If a person or company asks for money, get the their phone number and the name of the person. Hang up and then check them out by looking at their website to see if the phone numbers match. Ask the person requesting a donation to send something in the mail. Remember, if something sounds too good to be true, it probably is! A great option is to Google the name of the company and “scam” and see what pops up. Laurie Miller, AppleCareandCompanion.com
Stay Current on Schemes
Check the AARP site for current fraud schemes. Be especially careful of answering your phone if you do not know who is calling. Many schemes are phone schemes. Get caller ID. Same with answering the door. Consider a door bell with a camera. Pick up your mail promptly. Mail theft is increasing. Throw away junk mail and solicitations unless it is a cause you know and support. Be alert and learn to use technology solutions to stay safe. Anthony Cirillo, TheAgingExperience.com
One must learn about the current scams and know that many are family members. If an elder prepares and accepts these facts, they are able to protect themselves. It is important to contact authorities if you are a victim.

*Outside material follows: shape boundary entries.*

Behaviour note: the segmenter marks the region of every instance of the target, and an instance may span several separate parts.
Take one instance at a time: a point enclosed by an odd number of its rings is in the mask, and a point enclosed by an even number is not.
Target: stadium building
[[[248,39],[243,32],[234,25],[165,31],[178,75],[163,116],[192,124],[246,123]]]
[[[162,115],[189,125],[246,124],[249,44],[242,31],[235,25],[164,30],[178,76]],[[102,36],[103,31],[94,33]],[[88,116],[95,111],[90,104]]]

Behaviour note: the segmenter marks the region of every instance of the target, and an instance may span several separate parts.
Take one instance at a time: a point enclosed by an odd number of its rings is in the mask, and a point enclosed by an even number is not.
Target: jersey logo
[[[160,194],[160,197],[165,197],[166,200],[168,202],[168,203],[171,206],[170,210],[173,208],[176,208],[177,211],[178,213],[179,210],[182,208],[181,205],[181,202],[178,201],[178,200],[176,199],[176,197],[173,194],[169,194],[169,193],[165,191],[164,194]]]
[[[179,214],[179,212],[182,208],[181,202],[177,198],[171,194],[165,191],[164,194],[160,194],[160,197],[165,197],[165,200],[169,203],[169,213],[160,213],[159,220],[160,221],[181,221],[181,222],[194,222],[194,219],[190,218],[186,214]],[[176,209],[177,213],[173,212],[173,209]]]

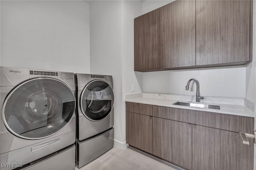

You can help other avoid the same scam. Learning more about risks and warning signs is important, knowledge is power! Kathy Birkett, SeniorCareCorner.co
List your phone number on the DO NOT CALL list (https://www.donotcall.gov/.) Do NOT ever give information out over the phone. For those on Facebook, don’t accept someone as a friend without checking to be sure they are who they say they are. Look at their friends, their page. Still not sure? Email or private message the friend on Facebook to verify they sent you an invite. Kaye Swain, SandwichINK.com
Keep Financial Data Safe
If you have an adult child you trust consider adding their name to your checking and credit card accounts and ask them to monitor. Never give anyone you do not know and trust the personal or banking information over the phone or the computer. If you are unsure ask for the callers phone number and call them back. Kathryn Watson, FindHoustonSeniorcare.com
One great tool we’ve found is the TrueLink Visa card. The card is set up with some restrictions, limits and tracking/alerts. Awareness and communication are key…many times elders don’t tell anyone they’ve been scammed because they’re ashamed. Money shouldn’t be such a taboo topic. Alex Chamberlain, EasyLivingFl.com
Make sure family is involved when making big decisions, don’t fall for SCAM emails, do not open your door to strangers, and stay on top of your bank accounts. Bryan London, BestCareJobs.com
Avoid isolation, which can lead to loneliness, sadness, and depression and increase the possibility of abuse or neglect, even self-neglect. Beware of caregivers who might have a need for financial assistance or who have substance abuse issues. Discuss any significant financial decisions or changes to legal documents with someone you trust completely before taking action. Keep your legal and financial documents in a safe place. Consider executing legal documents such as a will, living will, and a power of attorney for finances and health care. Evan Farr, Farr Law Firm
The Working Caregiver
Being a working caregiver you have twice the responsibility – job by day, job by night. You essentially work 24/7 and it can be exhausting. That is why it is more important then ever to take care of yourself and find resources that can help you too. A good employee is helpful as well and if you are lucky enough to find one, well, the benefits of flex time and other policies can be of great benefit.